Les conditions de travail restent au premier plan de la lutte pour l’égalité et les droits des femmes. Au Canada, les femmes travaillant à temps plein gagnent en moyenne 75 cents pour chaque dollar gagné par les hommes. L’écart de rémunération entre les hommes et les femmes au Canada est l’un des pires au monde et représente près du double de la moyenne mondiale. En dépit de la législation adoptée depuis les années 1970 pour proscrire les inégalités salariales entre les genres, l’écart de rémunération entre les hommes et les femmes existe dans tous les secteurs d’activité au Canada.

L’écart de rémunération entre les hommes et les femmes est plus de deux fois plus important dans le secteur privé que dans le secteur public. Le taux de syndicalisation nettement plus élevé dans le secteur public y contribue. Les syndicats ont joué un rôle décisif dans la défense des droits des femmes au Canada.
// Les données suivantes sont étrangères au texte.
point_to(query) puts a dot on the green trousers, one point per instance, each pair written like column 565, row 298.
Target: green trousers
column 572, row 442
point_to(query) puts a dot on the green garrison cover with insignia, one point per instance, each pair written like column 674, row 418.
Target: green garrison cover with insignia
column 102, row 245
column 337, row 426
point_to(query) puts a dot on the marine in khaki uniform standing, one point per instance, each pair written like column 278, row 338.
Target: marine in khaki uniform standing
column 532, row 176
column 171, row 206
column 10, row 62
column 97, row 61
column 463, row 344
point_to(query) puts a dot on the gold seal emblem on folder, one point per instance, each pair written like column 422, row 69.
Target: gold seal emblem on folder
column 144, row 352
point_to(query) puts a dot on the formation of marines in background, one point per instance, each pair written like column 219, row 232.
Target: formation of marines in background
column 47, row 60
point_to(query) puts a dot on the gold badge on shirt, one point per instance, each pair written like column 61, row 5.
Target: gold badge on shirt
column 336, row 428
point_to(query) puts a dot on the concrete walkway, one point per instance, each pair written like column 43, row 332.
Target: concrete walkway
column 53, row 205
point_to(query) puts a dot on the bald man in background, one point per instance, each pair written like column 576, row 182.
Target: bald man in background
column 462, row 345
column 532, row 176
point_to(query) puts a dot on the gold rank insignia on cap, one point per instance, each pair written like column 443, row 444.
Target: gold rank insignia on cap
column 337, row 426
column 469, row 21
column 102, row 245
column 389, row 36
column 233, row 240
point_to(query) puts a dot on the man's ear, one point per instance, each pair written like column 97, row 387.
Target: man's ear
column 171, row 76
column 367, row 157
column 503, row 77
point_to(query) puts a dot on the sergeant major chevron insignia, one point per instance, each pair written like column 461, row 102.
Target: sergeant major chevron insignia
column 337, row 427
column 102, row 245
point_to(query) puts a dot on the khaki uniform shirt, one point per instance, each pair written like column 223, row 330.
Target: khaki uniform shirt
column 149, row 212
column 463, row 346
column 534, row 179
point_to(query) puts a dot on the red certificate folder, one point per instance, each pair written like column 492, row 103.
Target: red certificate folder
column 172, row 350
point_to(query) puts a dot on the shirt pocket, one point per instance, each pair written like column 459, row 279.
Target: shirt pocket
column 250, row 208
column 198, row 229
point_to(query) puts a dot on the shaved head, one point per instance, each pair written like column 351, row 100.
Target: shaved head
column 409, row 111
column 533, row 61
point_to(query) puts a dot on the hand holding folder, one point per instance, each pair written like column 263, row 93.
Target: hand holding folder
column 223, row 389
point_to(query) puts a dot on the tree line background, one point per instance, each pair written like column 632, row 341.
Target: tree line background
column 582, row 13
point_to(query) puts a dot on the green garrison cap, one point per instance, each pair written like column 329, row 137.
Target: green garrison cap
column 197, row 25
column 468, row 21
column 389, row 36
En particulier, le Front commun de 1979 au Québec et la grève de 42 jours du Syndicat des travailleurs et travailleuses des postes de 1981 ont ouvert la voie à un congé de maternité payé pour toutes les mères qui travaillent dans le pays.

Les services bancaires et financiers ont le pourcentage le plus élevé de travailleuses et l’écart salarial le plus important de toutes les industries du secteur privé sous réglementation fédérale, avec 54,7 % d’employées femmes dans ce secteur et un écart salarial de 82 cents pour chaque dollar gagné par les hommes dans ce secteur.

En tant que jeunes communistes, nous devons militer en faveur d’un monopole public sur les services sociaux, avec un accès universel sans qualification quelconque. L’augmentation du salaire social via les CPE, l’éducation, les soins de santé, le transport, le logement social bénéficiera de manière disproportionnée aux femmes confrontées à l’oppression et à la rémunération inférieure. L’augmentation des services sociaux signifie également plus d’emplois syndiqués de qualité dans les secteurs où la proportion de femmes travailleuses est plus élevée, tels que les soins de santé, l’éducation et l’administration de la fonction publique.

Il n’y a pas d’égalité possible face à la guerre et au génocide. L’expression « défendre les droits des femmes » est fréquemment utilisée dans la propagande en faveur d’une intervention militaire. La paix est une condition de l’égalité. Les femmes sont toujours les premières victimes de la guerre, leurs droits sont ignorés et retardés alors que leurs maisons, leurs familles et leurs communautés sont détruites. La paix est une question de droits des femmes.

Nous exprimons notre pleine solidarité avec les femmes de Palestine et notre soutien à la campagne de boycott, de désinvestissement et de sanctions contre Israël, qui tente un génocide du peuple palestinien avec le soutien des puissances impérialistes.

Les femmes cubaines souffrent depuis plus de 60 ans d’un blocus illégal. Il s’agit d’une imposition extraterritoriale sur les nations du monde pour les forcer à se conformer à une décision politique des États-Unis. Nous appelons les États-Unis à se conformer à la volonté du monde et à mettre fin au blocus criminel de Cuba.

Les communistes ont toujours répondu à l’appel en faveur d’une plus grande égalité entre les hommes et les femmes et se sont continuellement battus pour l’accès aux services de garde d’enfants, aux soins de santé en matière de reproduction, à un salaire véritablement égal et à l’éducation pour les femmes et les personnes opprimées en raison de leur genre.

L’oppression renforce l’exploitation d’une classe par une autre. Aujourd’hui et demain, la YCL-LJC reste engagée dans la lutte contre toutes les formes d’oppression.